Research in biology is driven by the constant tension between what we know (much) and what we don’t (much more). Take the question of the transcription of messenger RNA in the cell nucleus. Rob Singer of the Albert Einstein College of Medicine in the Bronx, NY, who has pioneered new microscopy techniques for live imaging of single mRNA molecules, would really like to know if position matters for a gene to be activated.
“This is a complicated and controversial field at the moment,” Singer says. “Probably half the people in the field believe that in the larger context of nuclear organization where genes are positioned is not important. The other half believes that it is important.” The current evidence is unclear, he says. Studies in mammalian cells describe activated genes moving to the interior for mRNA transcription while work in yeast has shown the opposite. “Right now there’s a debate about cause and effect and whether we’re looking at something that’s important for gene activation or whether it’s some downstream event that occurs after activation.”
But Singer believes the field is reaching critical mass. New technologies such as CRISPR/Cas9 plus new resources such as the NIH Common Fund’s 4D Nucleosome program, an 80+ investigator collaboration to understand nuclear organization in space and time, are moving the field toward answers. Says Singer, “There’s going to be a lot of information coming out about a variety of organisms—Drosophila, yeast, and mammals—in the next year or two.”
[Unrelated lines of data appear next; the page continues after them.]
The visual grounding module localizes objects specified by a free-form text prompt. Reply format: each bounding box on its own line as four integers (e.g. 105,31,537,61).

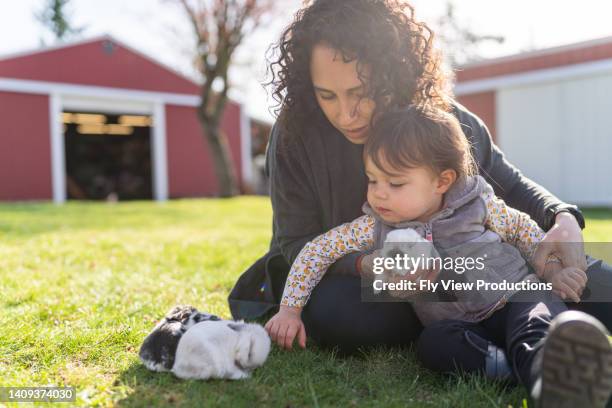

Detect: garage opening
62,111,153,201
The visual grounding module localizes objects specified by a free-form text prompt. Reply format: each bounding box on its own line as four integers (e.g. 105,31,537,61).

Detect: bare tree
175,0,272,197
35,0,83,41
436,1,505,66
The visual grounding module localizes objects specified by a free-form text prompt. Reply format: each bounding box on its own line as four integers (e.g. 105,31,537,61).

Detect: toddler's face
365,158,444,223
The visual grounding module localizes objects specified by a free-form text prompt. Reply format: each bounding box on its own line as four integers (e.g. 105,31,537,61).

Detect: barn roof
456,37,612,82
0,35,199,95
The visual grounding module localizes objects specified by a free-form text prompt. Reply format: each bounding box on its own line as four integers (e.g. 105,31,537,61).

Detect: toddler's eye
319,94,336,101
Debate and new data are what research meetings are all about and Singer is looking forward to ASCB 2016 in San Francisco on Wednesday, December 7, where he will be speaking at the “Nuclear Organization” symposium. Attendees, Singer predicts, “are going to hear mainly about new techniques to investigate nuclear dynamics in ways we haven’t been able to before. They will allow us to follow events in real time in the nucleus, either looking at the big picture by imaging the movement of chromosomes and chromatin or by looking at specific genes and where in the nucleus they get expressed and how they might be regulated.”
Also speaking at the symposium will be Susan M. Gasser, who is at the Friedrich Miescher Institute for Biomedical Research and University of Basel, Switzerland. Singer describes Gasser as “someone who has been involved in nuclear organization since Day One in yeast.” Her talk will be on the role of heterochromatin in a complex organism and how it stabilizes the genome, which Singer says is the Big Picture view of nuclear organization versus his single-molecule approach.
Understanding chromatin and how promoters and enhancers interact with each other through DNA loops is probably going to be a major part of any solution to the nuclear organization problem, says Singer. “I think the meat of this will be in the fine details of how DNA loops and activates sequences hundreds of kilobases away.”
But the role of genes tagged to the inner layer of the nuclear envelope or near to nuclear pore complexes is still to be figured out. “Whether that plays a role in physiology of the gene is unclear. Genes can be untagged from this location and they still work fine. Our viewpoint is that things can still work in the absence of the normal nuclear organization but we don’t know what we might have lost in its regulation.” Singer says.
“Our basic message is that everything in the cell is coordinated. The nucleus and the cytoplasm are integrated in their functions. Events in the cytoplasm feed back to the nucleus and the nucleus doesn’t know which genes to express without some feedback as to what’s going on out there in the cytoplasm. We know this intuitively but there still isn’t a good mechanism to explain how this all works together.”
Which brings Singer back to the symposium on nuclear organization at ASCB 2016. “[There is] so much more to be found that will be revealed by new technologies,” he says.